Rex Ridgeway, a grandparent in the district, pointed out that Bret Harte Elementary has 8% students reading at grade level. Charles Drew has 19% at grade level. He told me, “What angers me is that the district is doubling down on curriculum that has proven not to work — reading programs like Fountas and Pinnell and Lucy Calkins.”
Students and teachers are not getting their schools fixed or modernized, as promised.
Money has barely gotten to Buena Vista/Horace Mann facilities, despite the public outrage and fire drill we went through last fall. Remember the gas leak for days, the overheated rooms? That school community who voted for the 2016 bond may have to wait until 2024 for major work to commence.
Let me go a little deeper into the lack of transparency on facilities spending. For all that money, now over $2 billion since 2003, you would expect that we citizens would have access to a detailed facilities budget.
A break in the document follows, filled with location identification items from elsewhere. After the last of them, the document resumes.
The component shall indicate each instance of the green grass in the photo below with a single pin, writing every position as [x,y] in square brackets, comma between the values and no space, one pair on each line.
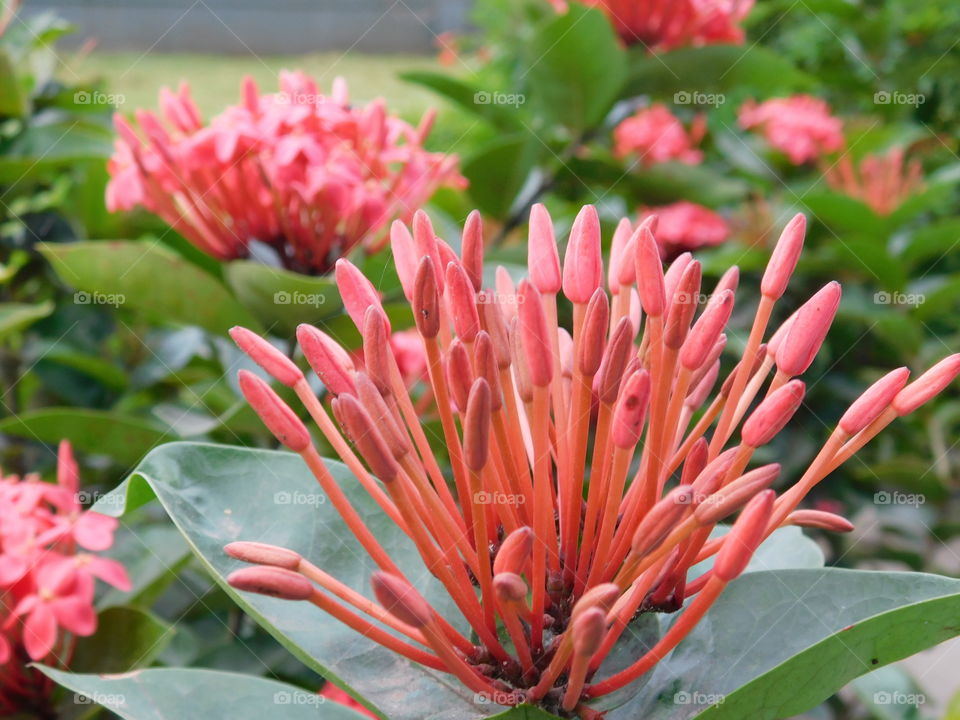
[215,79]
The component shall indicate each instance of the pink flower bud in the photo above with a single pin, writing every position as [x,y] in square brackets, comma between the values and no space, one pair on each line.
[543,258]
[471,249]
[819,519]
[705,332]
[271,581]
[649,271]
[462,302]
[928,385]
[534,336]
[356,291]
[401,600]
[426,299]
[582,263]
[263,554]
[745,537]
[874,400]
[329,361]
[514,552]
[806,334]
[784,258]
[274,362]
[274,412]
[631,410]
[772,414]
[594,340]
[476,426]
Seems easy, right? Not with SFUSD. SFUSD was supposed to form something called a Citizens’ Bond Oversight Committee. Did it? No. It went ahead and spent our money, behind closed doors, and — even SFUSD admits — in violation of the law. SFUSD simply couldn’t bother to comply with the law.
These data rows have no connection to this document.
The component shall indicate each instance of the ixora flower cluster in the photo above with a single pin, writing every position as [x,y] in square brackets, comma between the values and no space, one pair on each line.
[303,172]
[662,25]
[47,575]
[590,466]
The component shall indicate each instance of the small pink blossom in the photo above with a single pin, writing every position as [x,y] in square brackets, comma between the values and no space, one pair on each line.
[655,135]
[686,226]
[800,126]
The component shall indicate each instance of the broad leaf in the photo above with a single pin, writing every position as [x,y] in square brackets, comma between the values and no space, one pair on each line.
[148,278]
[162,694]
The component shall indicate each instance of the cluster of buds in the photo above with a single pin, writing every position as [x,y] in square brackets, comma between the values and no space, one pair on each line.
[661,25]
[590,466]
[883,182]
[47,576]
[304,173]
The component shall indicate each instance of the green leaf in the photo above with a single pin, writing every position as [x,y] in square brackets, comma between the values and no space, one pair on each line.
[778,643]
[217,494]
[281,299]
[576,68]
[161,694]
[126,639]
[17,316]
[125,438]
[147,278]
So if you thought we solved all of SFUSD’s problems by recalling three commissioners, I’m sorry to say: No, there’s a lot more work to do.
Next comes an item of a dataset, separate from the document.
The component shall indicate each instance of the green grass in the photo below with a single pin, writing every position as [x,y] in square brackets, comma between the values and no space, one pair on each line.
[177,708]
SFUSD needs to commit to transparency and restoring trust. It needs to pay its teachers. It needs to fix crumbling schools. It needs to address the structural deficit without kicking the can again. It needs to provide kids with an education that other districts envy.
SFUSD is at a critical inflection point. We have a chance here, but the window of trust is closing rapidly.
The sooner SFUSD and the Board of Education understands this and starts focusing on the basics — finances, infrastructure, reading, math, nutrition and the well-being of all students — the quicker we will find ourselves out of this mess. I remain optimistic that we have an opportunity. But even a semester is a lifetime for our kids. We must seize the moment.